Le chien, d'ailleurs, n'est pas le seul ennemi de ce fameux lapin : en effet, le chat de la maison est logé à la même enseigne et se fait gratifier de la même conduite, mais, plus agile, il peut esquiver les attaques sans dommage.

Raymond MAGAUD, abonné.

Chasse au gibier d'eau.

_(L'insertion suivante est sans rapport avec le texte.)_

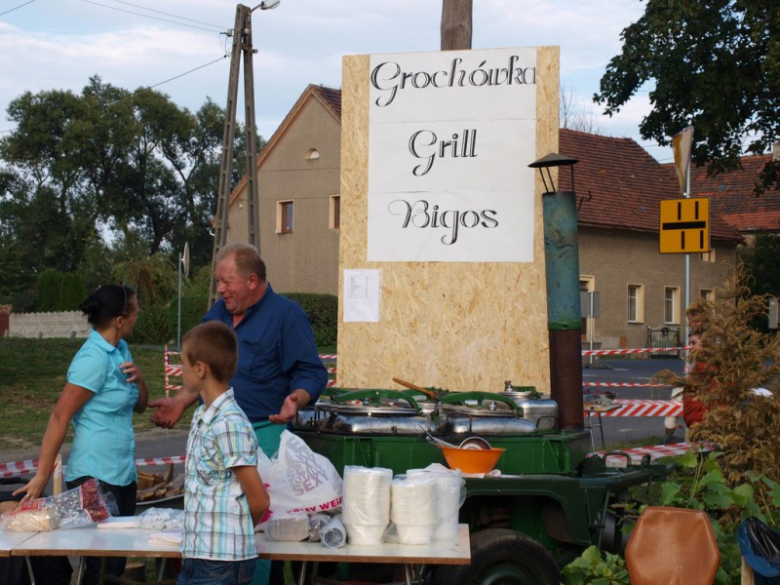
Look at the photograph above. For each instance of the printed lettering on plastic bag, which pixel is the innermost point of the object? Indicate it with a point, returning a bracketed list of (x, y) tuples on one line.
[(298, 479)]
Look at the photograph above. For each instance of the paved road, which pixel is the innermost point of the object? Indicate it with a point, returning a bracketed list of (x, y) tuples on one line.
[(618, 430), (164, 443)]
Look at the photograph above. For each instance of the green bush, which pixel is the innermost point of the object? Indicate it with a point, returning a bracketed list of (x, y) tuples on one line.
[(323, 311), (72, 292), (152, 326), (48, 291)]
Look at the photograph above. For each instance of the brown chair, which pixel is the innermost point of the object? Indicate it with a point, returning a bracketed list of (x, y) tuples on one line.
[(672, 546)]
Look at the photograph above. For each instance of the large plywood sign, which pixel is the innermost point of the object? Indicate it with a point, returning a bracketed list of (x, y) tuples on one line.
[(450, 138), (441, 254)]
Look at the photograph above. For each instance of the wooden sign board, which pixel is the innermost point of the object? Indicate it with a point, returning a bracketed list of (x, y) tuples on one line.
[(461, 310)]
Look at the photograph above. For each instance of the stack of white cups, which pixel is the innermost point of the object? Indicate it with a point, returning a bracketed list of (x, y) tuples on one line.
[(413, 508), (366, 506), (448, 500)]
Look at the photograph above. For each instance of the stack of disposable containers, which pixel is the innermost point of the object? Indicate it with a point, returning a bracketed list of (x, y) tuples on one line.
[(366, 506), (449, 497), (423, 505), (413, 509)]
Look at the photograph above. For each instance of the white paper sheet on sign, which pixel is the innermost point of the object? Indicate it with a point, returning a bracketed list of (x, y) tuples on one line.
[(361, 296), (451, 135)]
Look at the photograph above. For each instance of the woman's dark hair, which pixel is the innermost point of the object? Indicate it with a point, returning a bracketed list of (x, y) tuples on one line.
[(106, 303)]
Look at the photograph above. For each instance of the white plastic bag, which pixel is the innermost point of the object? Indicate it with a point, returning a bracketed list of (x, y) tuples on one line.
[(298, 479)]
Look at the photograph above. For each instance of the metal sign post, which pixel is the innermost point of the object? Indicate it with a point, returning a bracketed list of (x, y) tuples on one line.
[(184, 262)]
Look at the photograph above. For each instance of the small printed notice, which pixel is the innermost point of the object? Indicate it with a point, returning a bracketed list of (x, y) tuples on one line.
[(361, 296)]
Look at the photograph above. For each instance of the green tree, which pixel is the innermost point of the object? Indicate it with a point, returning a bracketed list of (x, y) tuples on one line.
[(153, 278), (107, 160), (713, 64), (71, 292), (762, 262), (48, 292)]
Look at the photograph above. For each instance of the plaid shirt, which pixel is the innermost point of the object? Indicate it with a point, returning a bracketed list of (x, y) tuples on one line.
[(217, 522)]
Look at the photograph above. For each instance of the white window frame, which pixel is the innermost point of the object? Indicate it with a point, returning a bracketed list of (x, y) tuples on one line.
[(639, 303), (281, 206), (334, 212), (671, 305)]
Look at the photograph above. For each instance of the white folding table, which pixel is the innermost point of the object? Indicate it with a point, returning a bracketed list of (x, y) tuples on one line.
[(118, 542)]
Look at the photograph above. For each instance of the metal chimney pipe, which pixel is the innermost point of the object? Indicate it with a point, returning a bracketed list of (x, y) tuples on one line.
[(564, 321), (564, 317)]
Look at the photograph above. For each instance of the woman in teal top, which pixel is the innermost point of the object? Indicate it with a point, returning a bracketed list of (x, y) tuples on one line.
[(103, 389)]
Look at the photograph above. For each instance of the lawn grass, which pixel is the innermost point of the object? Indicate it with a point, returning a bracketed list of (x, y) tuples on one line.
[(32, 374)]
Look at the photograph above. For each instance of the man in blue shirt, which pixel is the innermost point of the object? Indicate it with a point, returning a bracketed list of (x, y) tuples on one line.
[(279, 368)]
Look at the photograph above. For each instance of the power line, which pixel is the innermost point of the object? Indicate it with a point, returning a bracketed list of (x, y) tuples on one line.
[(225, 56), (168, 14), (16, 7), (155, 17)]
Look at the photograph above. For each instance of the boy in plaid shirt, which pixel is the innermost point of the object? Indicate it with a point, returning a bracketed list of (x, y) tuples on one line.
[(224, 497)]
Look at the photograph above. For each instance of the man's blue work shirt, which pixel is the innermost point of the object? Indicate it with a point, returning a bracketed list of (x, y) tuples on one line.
[(276, 354)]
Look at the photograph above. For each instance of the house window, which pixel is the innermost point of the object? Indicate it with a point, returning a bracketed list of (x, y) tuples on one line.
[(284, 215), (335, 212), (587, 283), (671, 305), (636, 303)]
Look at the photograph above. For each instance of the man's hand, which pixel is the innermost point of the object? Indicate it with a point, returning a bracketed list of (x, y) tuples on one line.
[(292, 404), (168, 411)]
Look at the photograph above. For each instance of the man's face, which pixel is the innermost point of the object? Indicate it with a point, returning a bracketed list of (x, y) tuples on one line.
[(237, 291)]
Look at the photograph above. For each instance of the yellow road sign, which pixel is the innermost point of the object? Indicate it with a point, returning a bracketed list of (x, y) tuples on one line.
[(684, 226)]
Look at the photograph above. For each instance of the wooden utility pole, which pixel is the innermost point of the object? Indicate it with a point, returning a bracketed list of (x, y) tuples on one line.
[(242, 45), (456, 25)]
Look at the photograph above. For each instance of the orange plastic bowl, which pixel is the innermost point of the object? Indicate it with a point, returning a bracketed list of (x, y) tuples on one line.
[(472, 460)]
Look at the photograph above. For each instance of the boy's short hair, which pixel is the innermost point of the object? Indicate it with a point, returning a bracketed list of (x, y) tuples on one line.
[(214, 344)]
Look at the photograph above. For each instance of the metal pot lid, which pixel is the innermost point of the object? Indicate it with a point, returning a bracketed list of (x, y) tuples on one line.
[(374, 409), (375, 402), (480, 411)]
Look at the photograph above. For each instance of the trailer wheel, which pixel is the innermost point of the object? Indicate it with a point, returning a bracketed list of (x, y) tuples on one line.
[(502, 557)]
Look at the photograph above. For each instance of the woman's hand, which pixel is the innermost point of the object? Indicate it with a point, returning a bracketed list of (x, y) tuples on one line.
[(34, 487), (132, 372), (135, 376)]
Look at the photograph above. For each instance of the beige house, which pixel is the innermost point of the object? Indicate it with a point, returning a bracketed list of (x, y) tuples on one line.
[(298, 178), (639, 289)]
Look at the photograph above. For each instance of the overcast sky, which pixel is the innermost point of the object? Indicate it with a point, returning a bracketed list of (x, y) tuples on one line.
[(59, 44)]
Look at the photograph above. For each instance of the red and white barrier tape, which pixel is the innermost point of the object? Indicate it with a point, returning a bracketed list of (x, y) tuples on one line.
[(160, 460), (623, 385), (16, 468), (630, 351), (640, 407)]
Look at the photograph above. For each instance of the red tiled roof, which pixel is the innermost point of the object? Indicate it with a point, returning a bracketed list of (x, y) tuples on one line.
[(733, 196), (625, 182), (332, 97)]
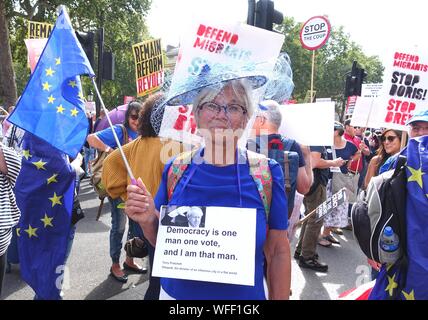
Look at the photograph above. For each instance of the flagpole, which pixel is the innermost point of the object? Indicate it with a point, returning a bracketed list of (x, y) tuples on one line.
[(125, 161)]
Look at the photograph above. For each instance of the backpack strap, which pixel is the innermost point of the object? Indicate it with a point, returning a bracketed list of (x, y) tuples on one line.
[(260, 171), (288, 143), (177, 169)]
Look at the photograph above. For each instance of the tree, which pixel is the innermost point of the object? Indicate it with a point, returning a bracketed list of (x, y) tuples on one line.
[(123, 23), (7, 74), (332, 62)]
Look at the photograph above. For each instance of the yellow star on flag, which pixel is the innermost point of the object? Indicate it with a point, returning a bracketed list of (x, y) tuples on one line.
[(416, 176), (51, 99), (60, 109), (47, 221), (409, 296), (26, 154), (40, 164), (49, 72), (31, 231), (74, 112), (55, 200), (52, 179), (72, 83), (391, 285), (46, 86)]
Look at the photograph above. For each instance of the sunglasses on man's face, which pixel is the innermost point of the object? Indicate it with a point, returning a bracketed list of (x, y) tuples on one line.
[(389, 138)]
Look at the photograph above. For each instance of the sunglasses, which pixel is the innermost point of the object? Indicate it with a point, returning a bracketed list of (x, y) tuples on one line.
[(389, 138)]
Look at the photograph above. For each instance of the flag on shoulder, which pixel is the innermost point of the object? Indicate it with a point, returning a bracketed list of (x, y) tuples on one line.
[(52, 105)]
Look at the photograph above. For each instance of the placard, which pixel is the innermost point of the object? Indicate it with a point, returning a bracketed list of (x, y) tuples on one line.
[(210, 250)]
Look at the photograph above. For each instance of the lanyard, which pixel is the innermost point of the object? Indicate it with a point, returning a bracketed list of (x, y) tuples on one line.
[(194, 167)]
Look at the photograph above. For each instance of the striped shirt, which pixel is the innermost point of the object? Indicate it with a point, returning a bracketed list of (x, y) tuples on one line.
[(9, 211)]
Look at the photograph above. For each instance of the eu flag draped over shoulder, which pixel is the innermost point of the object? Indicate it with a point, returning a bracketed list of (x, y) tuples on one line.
[(416, 287), (51, 106), (44, 194)]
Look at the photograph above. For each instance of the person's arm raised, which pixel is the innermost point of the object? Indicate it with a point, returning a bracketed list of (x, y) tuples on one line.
[(140, 207)]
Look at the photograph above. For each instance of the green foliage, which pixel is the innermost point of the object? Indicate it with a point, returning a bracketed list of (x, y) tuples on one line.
[(123, 23), (332, 62)]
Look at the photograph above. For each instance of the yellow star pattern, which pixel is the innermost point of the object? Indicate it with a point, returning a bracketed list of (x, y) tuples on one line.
[(60, 109), (40, 164), (51, 99), (47, 221), (52, 179), (55, 200), (31, 231), (72, 83), (416, 176), (74, 112), (46, 86), (391, 285), (26, 154), (409, 296), (49, 72)]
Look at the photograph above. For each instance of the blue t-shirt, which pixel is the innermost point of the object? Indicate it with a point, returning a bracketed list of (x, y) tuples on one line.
[(106, 135), (218, 186), (346, 153)]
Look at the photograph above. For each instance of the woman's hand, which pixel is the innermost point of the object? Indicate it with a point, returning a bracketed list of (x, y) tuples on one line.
[(140, 206)]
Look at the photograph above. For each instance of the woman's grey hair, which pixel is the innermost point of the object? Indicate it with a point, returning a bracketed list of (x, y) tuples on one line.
[(272, 112), (241, 87)]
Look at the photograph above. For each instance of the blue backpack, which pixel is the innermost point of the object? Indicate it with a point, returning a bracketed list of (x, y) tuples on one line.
[(279, 150)]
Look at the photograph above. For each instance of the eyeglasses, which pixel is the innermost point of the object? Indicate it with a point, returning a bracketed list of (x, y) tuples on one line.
[(389, 138), (232, 109)]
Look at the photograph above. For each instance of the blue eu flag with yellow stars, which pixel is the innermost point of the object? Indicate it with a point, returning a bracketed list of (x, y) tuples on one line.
[(52, 106), (44, 194), (416, 281)]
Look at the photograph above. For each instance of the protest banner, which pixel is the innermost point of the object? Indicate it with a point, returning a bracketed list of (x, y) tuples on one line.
[(39, 30), (211, 251), (35, 48), (149, 66), (365, 106), (405, 87), (300, 120), (179, 124)]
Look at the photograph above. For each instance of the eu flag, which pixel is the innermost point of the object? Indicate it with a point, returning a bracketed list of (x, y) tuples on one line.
[(51, 106), (44, 194), (416, 287)]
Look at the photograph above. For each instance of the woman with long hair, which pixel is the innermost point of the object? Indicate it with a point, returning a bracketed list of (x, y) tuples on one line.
[(390, 143)]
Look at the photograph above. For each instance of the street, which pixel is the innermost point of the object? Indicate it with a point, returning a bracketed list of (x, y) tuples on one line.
[(89, 263)]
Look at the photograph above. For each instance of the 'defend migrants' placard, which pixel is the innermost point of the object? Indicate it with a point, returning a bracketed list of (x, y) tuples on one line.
[(405, 87), (149, 66), (206, 244)]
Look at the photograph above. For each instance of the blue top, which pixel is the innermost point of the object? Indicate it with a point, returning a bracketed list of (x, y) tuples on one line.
[(218, 186), (346, 153), (106, 135)]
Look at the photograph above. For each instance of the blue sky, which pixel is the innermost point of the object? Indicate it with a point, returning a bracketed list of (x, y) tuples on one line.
[(375, 25)]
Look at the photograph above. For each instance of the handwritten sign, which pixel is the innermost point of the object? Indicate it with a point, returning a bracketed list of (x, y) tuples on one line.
[(213, 252)]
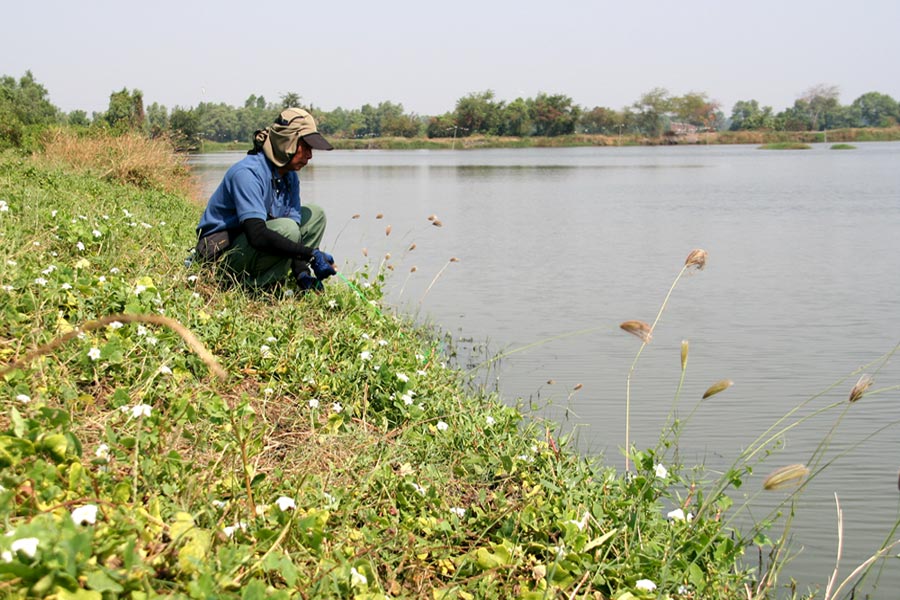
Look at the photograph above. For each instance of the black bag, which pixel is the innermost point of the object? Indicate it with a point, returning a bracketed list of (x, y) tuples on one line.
[(212, 246)]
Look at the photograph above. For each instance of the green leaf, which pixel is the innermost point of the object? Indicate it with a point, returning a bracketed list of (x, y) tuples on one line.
[(101, 582)]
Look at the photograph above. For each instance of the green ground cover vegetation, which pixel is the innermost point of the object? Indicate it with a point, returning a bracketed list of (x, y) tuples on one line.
[(166, 433)]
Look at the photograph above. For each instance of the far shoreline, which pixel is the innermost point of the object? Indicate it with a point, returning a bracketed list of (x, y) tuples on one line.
[(884, 134)]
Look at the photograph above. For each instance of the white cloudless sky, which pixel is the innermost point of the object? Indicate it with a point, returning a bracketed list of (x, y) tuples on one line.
[(426, 55)]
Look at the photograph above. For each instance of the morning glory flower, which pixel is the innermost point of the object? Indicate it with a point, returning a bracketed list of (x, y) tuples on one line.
[(140, 410), (285, 504), (85, 515), (27, 546)]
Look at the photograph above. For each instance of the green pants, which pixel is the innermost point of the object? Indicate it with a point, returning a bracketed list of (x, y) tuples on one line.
[(258, 269)]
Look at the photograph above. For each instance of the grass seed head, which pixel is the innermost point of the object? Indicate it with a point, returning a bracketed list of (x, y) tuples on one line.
[(639, 329), (784, 477), (697, 258), (863, 384), (719, 386)]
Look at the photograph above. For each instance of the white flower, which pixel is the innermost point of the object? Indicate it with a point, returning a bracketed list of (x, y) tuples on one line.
[(229, 531), (85, 515), (140, 410), (284, 503), (27, 546), (357, 578)]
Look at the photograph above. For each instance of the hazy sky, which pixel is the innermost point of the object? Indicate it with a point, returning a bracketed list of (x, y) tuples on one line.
[(426, 55)]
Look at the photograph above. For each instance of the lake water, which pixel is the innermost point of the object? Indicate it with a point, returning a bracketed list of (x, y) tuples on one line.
[(801, 290)]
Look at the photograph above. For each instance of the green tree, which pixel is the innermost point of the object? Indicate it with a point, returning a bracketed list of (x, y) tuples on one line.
[(290, 99), (23, 105), (697, 109), (652, 111), (126, 110), (876, 110), (78, 118), (554, 114), (184, 124), (157, 121), (516, 119), (748, 115), (478, 112), (600, 120)]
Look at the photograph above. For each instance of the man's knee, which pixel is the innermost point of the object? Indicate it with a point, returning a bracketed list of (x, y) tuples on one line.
[(286, 227)]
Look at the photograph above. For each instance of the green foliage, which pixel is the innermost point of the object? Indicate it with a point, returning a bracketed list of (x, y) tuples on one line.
[(341, 458)]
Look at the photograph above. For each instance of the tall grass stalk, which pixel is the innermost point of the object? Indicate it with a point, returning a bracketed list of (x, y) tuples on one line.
[(697, 260)]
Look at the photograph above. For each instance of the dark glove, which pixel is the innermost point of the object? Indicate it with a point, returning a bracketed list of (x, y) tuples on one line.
[(322, 264)]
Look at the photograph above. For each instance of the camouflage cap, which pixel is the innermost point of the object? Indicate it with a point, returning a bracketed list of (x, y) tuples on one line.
[(292, 125)]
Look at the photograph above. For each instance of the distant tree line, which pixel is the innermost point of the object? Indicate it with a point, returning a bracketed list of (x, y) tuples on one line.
[(25, 108)]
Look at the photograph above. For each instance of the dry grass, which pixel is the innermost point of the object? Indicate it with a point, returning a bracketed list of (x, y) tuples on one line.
[(129, 158)]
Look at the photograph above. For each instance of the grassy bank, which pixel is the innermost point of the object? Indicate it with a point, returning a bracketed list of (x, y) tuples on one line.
[(166, 433), (479, 141)]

Location de lais de mer.

— M. Verdeille, sénateur du Tarn et président du Groupe interparlementaire de la chasse, a bien voulu nous communiquer le texte de la réponse que lui a adressée M. Courant, ministre du Budget, le 3 mars dernier :

« Monsieur le Sénateur,

» Vous avez bien voulu demander, par lettre du 19 décembre dernier, quel est le revenu des locations de lais de mer consenties par l'Administration des Domaines en vue de la chasse au gibier d'eau.

» J'ai l'honneur de vous faire connaître qu'il résulte de l'enquête effectuée dans les départements maritimes du territoire métropolitain (département de la Corse compris) que les produits des locations de l'espèce consenties sur les lais de mer proprement dits, qui dépendent du domaine privé de l'État, se sont élevés, en 1951, à 188.580 francs et n'ont d'ailleurs été recouvrés que dans deux département : Pas-de-Calais (124.000 francs) et Calvados (64.500 francs).

» Encore que la question posée ne vise pas spécialement cette catégorie de produits, je crois devoir indiquer à toutes fins utiles :

» — que le produit des occupations temporaires par des huttes ou gabions du domaine public maritime, y compris la partie maritime des cours d'eau affluents de la mer, s'est élevé, en 1951, à 1.9l7.471 francs ;

» — qu'enfin des fermages dont le produit s'élève à 180.000 francs ont été recouvrés dans le département de la Seine-Inférieure pour la location de gabions de chasse installés en bordure de la Seine maritime sur des terrains dépendant du domaine privé de l'État, mais ne présentant pas le caractère de lais de mer.

» L'ensemble des amodiations de l'espèce a produit, par suite, en 1951 : 2.285.971 francs.

» Veuillez agréer, monsieur le Sénateur, l'assurance de mes sentiments bien distingués.

« Signé : COURANT. »

S. O. S. en faveur des cerfs et des biches !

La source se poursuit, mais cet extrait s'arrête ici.